As conversations around mental health and emotional well-being continue to gain urgency, former actress and humanitarian Somy Ali is drawing attention to a growing crisis that often goes unnoticed—loneliness.
Reacting to a recent survey that ranked India among the loneliest countries in the world, Somy reflected on how genuine human connection has become increasingly rare despite living in an age of constant communication.
“For a lot of people, it’s been a long time since someone genuinely asked, ‘How are you?’ and waited for the real answer,”Somy says. “We’ve trained ourselves to say ‘I’m fine’ so quickly that even when someone asks, we rarely tell the truth. In my work, I’ve sat with women and children who haven’t been truly heard in years. Sometimes just one person asking with real care—and then staying quiet long enough to listen—can make someone feel seen for the first time in a very long time.”
Having spent years working with survivors of abuse through her NGO, No More Tears, Somy believes loneliness is less about the number of relationships people have and more about the absence of meaningful conversations.
“You can be surrounded by family, colleagues, or even thousands of followers and still feel completely invisible,” she explains. “Loneliness isn’t always about being alone. It’s about not having even one person you can be completely honest with without fearing judgment or feeling like a burden.”
The activist also shared her thoughts on social media and whether it has genuinely brought people closer together.
“Social media has made us more visible to each other, but not necessarily more connected,” she says. “We see the highlights, the achievements, the carefully curated moments. What we rarely see are the breakdowns, the fear, or the nights someone spends crying alone. Real connection requires patience, presence, and the willingness to sit with someone else’s pain without trying to immediately fix it.”
According to Somy, finding authentic relationships has become more difficult than ever.
“Finding people is easy. Finding your people is hard,” she says. “It’s rare to find even one person with whom you can be completely yourself—without performance, without fear of being too much or not enough. After everything some of the survivors I work with have endured, that kind of emotional safety is incredibly difficult to find.”
She also points out that having hundreds of contacts or followers does not guarantee emotional support when it is needed most.
“I’ve seen people with full phones and thousands of followers who still have no one to call when they’re falling apart,”Somy notes. “Quantity doesn’t replace depth. When life gets truly difficult, many of those numbers go silent.”
The actress-turned-humanitarian believes that the rise of instant communication has also contributed to the decline of deeper conversations.

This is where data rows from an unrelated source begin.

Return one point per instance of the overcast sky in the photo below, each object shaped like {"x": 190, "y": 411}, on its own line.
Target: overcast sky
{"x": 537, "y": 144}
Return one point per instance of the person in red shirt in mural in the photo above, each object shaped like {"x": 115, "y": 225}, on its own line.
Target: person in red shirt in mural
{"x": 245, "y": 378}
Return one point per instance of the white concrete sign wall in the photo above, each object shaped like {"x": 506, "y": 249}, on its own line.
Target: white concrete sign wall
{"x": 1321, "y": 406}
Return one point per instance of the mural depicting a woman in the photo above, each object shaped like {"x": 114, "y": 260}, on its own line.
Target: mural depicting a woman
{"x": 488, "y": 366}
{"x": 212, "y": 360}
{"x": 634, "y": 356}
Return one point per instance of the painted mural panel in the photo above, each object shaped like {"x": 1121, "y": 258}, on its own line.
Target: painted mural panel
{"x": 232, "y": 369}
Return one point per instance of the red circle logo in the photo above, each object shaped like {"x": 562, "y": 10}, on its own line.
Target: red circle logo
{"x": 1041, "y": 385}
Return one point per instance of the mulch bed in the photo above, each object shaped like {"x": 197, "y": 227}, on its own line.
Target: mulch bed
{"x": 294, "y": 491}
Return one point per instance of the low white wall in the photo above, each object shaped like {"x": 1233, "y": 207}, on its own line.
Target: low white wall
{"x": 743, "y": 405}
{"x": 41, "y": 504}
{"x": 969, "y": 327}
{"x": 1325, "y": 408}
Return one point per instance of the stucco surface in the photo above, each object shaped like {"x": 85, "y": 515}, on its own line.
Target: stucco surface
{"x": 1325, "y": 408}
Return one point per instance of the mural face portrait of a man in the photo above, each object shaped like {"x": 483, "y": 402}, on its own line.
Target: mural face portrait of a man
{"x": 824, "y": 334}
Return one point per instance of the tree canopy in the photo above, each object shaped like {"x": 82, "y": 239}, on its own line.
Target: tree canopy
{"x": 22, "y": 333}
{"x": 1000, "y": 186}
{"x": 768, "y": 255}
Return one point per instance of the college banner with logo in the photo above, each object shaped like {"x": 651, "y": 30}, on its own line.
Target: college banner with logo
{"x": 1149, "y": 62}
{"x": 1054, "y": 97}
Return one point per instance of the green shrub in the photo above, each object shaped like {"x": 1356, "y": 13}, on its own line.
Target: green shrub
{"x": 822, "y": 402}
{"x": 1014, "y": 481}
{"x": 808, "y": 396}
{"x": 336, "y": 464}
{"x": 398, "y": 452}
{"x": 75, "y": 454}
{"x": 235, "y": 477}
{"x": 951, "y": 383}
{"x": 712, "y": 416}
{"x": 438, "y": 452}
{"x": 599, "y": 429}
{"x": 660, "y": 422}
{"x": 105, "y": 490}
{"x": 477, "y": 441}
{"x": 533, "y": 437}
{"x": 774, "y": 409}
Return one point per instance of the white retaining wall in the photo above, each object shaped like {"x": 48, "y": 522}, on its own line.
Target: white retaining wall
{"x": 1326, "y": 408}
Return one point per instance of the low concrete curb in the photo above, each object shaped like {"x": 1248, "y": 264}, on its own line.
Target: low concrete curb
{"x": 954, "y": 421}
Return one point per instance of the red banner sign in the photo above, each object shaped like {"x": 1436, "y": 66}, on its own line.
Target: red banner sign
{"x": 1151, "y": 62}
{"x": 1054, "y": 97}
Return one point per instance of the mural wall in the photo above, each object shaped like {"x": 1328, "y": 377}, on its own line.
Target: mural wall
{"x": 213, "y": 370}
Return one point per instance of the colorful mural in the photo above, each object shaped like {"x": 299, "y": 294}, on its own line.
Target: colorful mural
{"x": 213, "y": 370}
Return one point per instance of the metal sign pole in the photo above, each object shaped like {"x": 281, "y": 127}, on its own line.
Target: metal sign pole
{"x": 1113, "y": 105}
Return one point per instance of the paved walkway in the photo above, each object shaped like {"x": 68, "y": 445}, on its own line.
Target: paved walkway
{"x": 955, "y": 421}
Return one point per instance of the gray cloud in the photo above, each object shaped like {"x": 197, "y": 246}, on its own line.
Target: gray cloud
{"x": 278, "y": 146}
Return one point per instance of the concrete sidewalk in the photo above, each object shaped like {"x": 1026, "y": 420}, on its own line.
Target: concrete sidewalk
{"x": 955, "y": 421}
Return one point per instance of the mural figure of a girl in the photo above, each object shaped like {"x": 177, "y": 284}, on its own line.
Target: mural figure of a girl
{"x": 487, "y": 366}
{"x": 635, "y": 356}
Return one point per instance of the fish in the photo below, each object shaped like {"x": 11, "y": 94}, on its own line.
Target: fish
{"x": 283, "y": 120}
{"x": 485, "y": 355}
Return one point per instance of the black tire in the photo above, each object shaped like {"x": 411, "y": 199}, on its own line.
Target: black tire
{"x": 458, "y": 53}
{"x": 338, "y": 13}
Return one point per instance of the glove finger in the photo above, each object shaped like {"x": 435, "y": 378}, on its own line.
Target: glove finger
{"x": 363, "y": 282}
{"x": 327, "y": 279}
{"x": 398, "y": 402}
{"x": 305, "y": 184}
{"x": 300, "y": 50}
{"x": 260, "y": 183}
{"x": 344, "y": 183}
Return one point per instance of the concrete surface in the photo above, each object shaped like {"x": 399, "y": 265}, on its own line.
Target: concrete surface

“We’ve become comfortable with quick check-ins and surface-level exchanges,” she says. “But healing and genuine connection require slow, honest, and sometimes uncomfortable conversations. Many people no longer know how to sit with pain—either their own or someone else’s.”
When asked about one message she wishes someone would send her today, Somy’s answer was strikingly simple.
“I wish someone would just say, ‘I’m here. You don’t have to explain anything. I’m not going anywhere.’ That’s it. No advice. No fixing. Just presence,” she says. “Sometimes that single sentence can keep someone from falling apart completely. I’ve witnessed that many times in my own life and through the work we do at No More Tears.”